Brief Overview of the Project
Current challenges in extending the safe storage period of used nuclear fuel to potentially a century or longer include the development of structural materials that can withstand severe conditions for extended periods of time and retain their functionality to maintain the integrity of the fuel containment. This requires extending the service life and performance of concrete under radiation and high temperatures/gradients in addition to environmental weathering and shock loading conditions. Nanomodification of concrete through the incorporation of nano-sized particles has shown to enhance the overall performance of concrete, with higher compressive and flexural strengths, improved hydration and internal curing characteristics, early cracking resistance, and higher durability compared to conventional concrete as a result of the high reactivity of the nano-particles.
The goal of this research is to develop a superior concrete for the long-term storage of used nuclear fuel by engineering concrete at the nanoscale through the incorporation of nano-sized and nano-structured particles based on enhanced reactivity (not fiber reinforcement). The proposed project will focus on nano- silica, nano-calcium carbonate, nano-iron, nano-alumina, and nanoclay in concrete. State-of-the-art experimental chemical and mechanical characterizations across multiple length scales (nano to macro) and computational analysis will be integrated to elucidate key aspects of the performance of nano- modified concretes and their sensitivities to environmental weathering, radiation and thermal influences and the subsequent effect on the material mechanical performance. Optimum nano-particle content and combinations that demonstrate maximum synergy for superior mechanical properties and durability of concrete under relevant environments found in used nuclear fuel storage will be identified.
This project will advance a key component of nuclear waste storage systems through the inclusion of nano-engineered concrete additives to enhance the stability and longevity of nuclear waste dry storage casks. The outcomes from this project are expected to impact material effectiveness in storage applications over extended periods of time in severe radiation, thermal, and environmental conditions and to advance the state of knowledge and understanding in the field of nuclear waste storage.

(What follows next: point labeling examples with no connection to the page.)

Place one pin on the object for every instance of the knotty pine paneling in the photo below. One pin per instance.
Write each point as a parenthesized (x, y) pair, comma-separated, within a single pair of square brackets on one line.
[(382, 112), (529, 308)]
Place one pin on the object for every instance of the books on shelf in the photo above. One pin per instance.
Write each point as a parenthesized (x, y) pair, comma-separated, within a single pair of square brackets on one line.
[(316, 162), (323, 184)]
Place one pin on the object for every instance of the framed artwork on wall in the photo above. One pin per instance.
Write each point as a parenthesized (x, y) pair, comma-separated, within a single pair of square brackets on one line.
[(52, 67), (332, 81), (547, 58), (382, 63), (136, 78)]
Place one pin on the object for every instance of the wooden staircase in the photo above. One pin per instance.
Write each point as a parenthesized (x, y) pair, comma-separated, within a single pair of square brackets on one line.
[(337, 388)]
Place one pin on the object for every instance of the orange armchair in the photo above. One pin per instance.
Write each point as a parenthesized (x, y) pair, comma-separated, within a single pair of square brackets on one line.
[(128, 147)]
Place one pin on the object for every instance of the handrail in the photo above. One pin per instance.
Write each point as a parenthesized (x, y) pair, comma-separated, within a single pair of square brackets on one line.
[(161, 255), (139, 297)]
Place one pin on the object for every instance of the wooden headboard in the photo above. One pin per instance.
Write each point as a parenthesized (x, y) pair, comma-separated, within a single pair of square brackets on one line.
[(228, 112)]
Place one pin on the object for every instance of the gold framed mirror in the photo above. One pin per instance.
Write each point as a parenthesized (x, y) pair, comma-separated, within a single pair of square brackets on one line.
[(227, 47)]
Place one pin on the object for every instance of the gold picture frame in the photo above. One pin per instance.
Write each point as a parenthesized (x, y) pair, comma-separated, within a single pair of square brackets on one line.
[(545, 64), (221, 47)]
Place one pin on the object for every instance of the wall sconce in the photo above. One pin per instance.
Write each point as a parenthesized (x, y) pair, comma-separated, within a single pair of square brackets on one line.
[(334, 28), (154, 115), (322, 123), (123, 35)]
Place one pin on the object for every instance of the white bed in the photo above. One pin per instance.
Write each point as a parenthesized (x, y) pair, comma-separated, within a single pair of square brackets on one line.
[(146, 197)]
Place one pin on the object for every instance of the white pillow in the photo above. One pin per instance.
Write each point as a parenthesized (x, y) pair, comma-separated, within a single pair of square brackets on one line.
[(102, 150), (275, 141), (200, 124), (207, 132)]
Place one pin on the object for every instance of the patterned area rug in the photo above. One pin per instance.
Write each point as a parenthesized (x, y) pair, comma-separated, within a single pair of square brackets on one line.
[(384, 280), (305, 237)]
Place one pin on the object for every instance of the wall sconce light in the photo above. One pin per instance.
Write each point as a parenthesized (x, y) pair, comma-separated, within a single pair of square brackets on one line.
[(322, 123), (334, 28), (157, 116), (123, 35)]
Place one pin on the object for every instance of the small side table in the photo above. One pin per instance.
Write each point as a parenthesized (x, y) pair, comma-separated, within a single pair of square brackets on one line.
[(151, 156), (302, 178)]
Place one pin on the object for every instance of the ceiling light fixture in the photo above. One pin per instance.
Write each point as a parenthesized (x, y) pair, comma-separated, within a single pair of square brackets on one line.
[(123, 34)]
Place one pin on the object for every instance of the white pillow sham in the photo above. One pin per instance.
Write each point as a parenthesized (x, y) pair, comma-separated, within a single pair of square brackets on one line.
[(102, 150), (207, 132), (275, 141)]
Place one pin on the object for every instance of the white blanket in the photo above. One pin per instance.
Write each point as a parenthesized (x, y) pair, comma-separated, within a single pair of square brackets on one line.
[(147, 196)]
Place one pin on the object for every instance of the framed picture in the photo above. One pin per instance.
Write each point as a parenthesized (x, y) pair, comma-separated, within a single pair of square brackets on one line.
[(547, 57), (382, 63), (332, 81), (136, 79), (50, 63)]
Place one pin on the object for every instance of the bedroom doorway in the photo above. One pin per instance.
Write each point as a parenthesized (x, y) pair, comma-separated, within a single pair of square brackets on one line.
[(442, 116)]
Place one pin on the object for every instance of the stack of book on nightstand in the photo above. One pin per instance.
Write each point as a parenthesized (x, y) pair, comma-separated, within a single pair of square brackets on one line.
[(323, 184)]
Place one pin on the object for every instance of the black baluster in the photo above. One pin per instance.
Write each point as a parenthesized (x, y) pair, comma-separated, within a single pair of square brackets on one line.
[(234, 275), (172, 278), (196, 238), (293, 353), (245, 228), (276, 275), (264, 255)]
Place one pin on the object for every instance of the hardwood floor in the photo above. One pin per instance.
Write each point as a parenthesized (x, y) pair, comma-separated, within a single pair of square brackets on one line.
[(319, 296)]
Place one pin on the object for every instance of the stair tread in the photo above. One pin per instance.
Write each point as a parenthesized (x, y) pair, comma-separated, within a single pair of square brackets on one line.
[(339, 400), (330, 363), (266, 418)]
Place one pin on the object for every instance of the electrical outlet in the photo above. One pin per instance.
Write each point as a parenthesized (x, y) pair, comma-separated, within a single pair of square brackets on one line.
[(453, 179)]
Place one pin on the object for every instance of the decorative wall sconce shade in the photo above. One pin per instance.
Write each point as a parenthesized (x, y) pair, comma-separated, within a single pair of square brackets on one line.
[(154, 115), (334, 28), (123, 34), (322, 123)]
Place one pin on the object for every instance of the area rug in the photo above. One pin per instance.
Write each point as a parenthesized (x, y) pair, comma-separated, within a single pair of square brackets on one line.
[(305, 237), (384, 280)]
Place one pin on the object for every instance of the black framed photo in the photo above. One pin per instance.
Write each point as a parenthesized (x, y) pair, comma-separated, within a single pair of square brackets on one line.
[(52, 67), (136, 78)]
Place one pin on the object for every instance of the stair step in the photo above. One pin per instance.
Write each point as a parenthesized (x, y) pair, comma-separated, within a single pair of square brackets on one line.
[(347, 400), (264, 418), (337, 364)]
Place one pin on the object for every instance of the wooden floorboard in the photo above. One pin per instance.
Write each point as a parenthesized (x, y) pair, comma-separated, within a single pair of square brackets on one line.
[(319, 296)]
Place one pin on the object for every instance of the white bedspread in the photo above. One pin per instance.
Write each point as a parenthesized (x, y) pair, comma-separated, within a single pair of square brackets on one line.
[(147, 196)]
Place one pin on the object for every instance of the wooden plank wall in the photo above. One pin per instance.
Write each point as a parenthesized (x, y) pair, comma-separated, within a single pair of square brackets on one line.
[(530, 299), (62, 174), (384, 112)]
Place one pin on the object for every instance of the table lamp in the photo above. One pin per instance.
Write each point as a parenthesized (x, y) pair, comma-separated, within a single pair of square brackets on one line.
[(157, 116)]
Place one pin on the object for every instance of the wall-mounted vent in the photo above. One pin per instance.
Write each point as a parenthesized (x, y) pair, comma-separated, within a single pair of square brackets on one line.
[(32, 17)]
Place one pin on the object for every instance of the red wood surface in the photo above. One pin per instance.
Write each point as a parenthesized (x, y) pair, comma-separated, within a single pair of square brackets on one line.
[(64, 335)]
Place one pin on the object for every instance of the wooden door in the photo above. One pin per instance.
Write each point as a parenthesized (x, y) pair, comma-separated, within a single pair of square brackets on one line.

The research team brings a unique combination of expertise in multiscale experimental characterization, durability testing, nanotechnology in concrete, and coupled complex multi-phenomena of degradation processes and damage modeling at different time and length scales that is needed to develop a superior, high strength, temperature and radiation resistant concrete with improved weatherability for the long-term storage of used nuclear fuel.